RDC : « L’expulsion de l’ambassadeur du Rwanda n’est pas une solution, faisons confiance en la diplomatie agissante du président Félix Tshisekedi » (Solange Masumbuko)

RDC : « L’expulsion de l’ambassadeur du Rwanda n’est pas une solution, faisons confiance en la diplomatie agissante du président Félix Tshisekedi » (Solange Masumbuko)

« Nous saluons le rapport des experts de l’ONU. Il faut de sanctions contre Kigali. Mais l’expulsion de l’ambassadeur rwandais n’est pas une solution. Le Président reste engagé sur les fronts militaire et diplomatique. Faisons confiance en la diplomatie agissante du Pdt Tshisekedi », a appelé, vendredi 05 août 2022,  la députée nationale AFDC-A, Solange Masumbuko en réaction au rapport des experts de l’ONU et des appels à l’expulsion de l’ambassadeur du Rwanda en République démocratique du Congo.

D’après ce rapport rendu public, jeudi 4 août 2022, les Forces Rwandaises de défense (RDF) ont « lancé des interventions militaires contre des groupes armés Congolais et des positions des Forces armées congolaises » depuis novembre 2021.

On peut y lire que le régime de Kigali a « fourni des renforts des troupes au M23 pour des opérations spécifiques, en particulier lorsque celles-ci visaient à s’emparer de villes et de zones stratégiques » dont la cité de Bunagana, important centre commercial à la frontière Ougandaise, tombée entre les mains des « terroristes » du M23, comme le qualifie Kinshasa, le 13 juin dernier.

« A plusieurs reprises, des images aériennes ont montré de grandes colonnes comptant jusqu’à 500 hommes armés à proximité des frontières de la RDC, du Rwanda et de l’Ouganda, se déplaçant de manière très organisée et portant une tenue et un équipement militaires standardisés » uniformes et casques très similaires à ceux des RDF, accuse le rapport.

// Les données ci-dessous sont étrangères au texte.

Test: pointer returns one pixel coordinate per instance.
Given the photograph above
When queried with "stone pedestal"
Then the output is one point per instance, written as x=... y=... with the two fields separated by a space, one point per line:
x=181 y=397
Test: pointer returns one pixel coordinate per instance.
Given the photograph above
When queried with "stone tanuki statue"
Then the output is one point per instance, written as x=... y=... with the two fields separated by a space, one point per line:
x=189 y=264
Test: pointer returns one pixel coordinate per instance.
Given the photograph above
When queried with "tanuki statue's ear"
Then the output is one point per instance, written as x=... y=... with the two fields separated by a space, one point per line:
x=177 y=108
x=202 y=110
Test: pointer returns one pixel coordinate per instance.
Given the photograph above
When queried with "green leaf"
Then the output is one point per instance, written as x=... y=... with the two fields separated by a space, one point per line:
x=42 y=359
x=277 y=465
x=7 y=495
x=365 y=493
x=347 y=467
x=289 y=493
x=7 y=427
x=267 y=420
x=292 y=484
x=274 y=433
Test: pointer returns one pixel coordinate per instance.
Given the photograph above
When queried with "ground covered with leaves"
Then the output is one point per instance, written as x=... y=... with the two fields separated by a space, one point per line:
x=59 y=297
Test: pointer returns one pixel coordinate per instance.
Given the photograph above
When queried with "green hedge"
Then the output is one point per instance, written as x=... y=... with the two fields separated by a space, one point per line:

Le 25 mai, « le M23 et les RDF ont conjointement attaqué le camp des FARDC à Rumangabo », la plus grande base militaire de l’Est Congolais, indique ce rapport qui fait aussi mention de l’attaque d’une route vitale pour la capitale du Nord-Kivu.

900 à 1.000 hommes des troupes rwandaises ont « coupé la RN2 pendant plusieurs jours » puis « attaqué et (enfin) délogé les FARDC de leurs positions», pointent les experts.

Ce groupe de travail note, finalement, l’implication des forces Ougandaises, pourtant en opération conjointe avec les FARDC, dans la prise de la cité frontalière de Bunagana.

« Des témoins oculaires et des chercheurs ont rapporté une complaisance passive, a minima, de l’armée ougandaise à la frontière, qui a permis aux combattants du M23 de traverser la frontière ».

Le rapport affirme, par ailleurs, qu’environ 300 militaires Rwandais ont mené, entre fin mai et début juin 2022, sur le sol Congolais, des opérations contre des groupes armés Hutu dont les forces démocratique pour la libération du Rwanda (FDLR), un groupe armé créé par d’anciens d’anciens caciques du régime accusés du génocide des Tutsi.

En réaction, le ministre porte-parole du gouvernement de la RDC salut un rapport qui devait être publié plus tôt.

« Le rapport de l’ONU sur l’agression par le Rwanda aurait dû être publié plus tôt. On aurait voulu que ce rapport puisse être publié plus tôt. Il nous aurait évité les morts que nous avons déploré la semaine dernière parce que cela est, entre autres, dû au fait que la population qui voyait le Rwanda opérer à travers le M23, n’entendait pas la MONUSCO le dire et le dénoncer », réagit le porte-parole du gouvernement Congolais, Patrick Muyaya, après qu’un rapport, encore confidentiel, d’un groupe d’experts missionnés par l’ONU, ait confirmé que « les attaques du Mouvement rebelle défait en 2013, sont l’œuvre des forces Rwandaises de défense ».

« Maintenant que cela est fait, nous espérons que les organes habilités, notamment le Conseil de sécurité, vont en tirer les conséquences »,  ajoute le ministre de la Communication et des Médias.

« Mais ce que nous souhaitons et le plus rapidement possible, c’est le retour de la paix dans le Rutshuru et le retrait du M23 de toutes les localités occupées ».

Rapporteure du groupe parlementaire AFDC-A, Solange Masumbuko soutient l’idée d’une table ronde sécuritaire entre mettant au prise, le gouvernement, l’armée, la société civile et les autres partenaires internationaux notamment la Monusco et l’Union européenne.